As the intent of our manuscript was to determine the association between myocardial fibrosis by CMR-LGE and surface conduction abnormality, we retrospectively included all consecutive patients with contrasted CMR exams and ECGs performed within 6 months. Our study spanned nearly 5 years during which two different MOLLI sequences were used at our institution, MOLLI 3(3)3(3)5 initially and then MOLLI 5(3)3. This is a limitation of our study.

ECV values were calculated from ROIs placed in the interventricular septum from the mid short axis view, hence they are not representative of the whole myocardium.

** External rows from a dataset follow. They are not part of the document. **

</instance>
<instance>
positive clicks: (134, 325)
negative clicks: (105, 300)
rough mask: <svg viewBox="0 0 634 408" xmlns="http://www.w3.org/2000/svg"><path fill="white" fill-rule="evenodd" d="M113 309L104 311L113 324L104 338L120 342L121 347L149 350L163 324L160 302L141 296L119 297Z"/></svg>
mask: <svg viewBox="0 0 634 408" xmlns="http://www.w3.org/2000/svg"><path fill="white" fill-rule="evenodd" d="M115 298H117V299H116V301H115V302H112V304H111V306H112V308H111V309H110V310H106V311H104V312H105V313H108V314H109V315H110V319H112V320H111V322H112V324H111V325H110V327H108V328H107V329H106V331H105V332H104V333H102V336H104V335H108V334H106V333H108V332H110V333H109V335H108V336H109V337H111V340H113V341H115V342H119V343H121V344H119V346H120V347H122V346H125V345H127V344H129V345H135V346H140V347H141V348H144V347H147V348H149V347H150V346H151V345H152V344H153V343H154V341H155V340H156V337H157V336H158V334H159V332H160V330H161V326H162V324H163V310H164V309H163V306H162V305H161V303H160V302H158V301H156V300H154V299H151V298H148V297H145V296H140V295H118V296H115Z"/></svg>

However, according to recent literature and consensus documents, septal segments have proven to be the most reproducible as they are less frequently affected by off-resonance artifacts [21, 22]. Additionally, basal short axis T1 maps were not obtained at the time of the clinical scan, thus our data is only representative of the mid-short axis slice.

Conclusion

Myocardial fibrosis by CMR-LGE in patients with MMD1 is highly prevalent but not related to surface conduction abnormality meeting criteria for PPM implantation according to current guidelines.

Our findings support the concept that MMD1 is characterized by a complex phenotype where conduction system dysfunction and myocardial fibrosis assessed by CMR-LGE are independent phenomena possibly with additive but independent prognostic significance.

High prevalence of myocardial fibrosis by CMR-LGE in the absence of surface conduction abnormalities warrants longer term follow-up to understand how CMR informs risk stratification in this disease.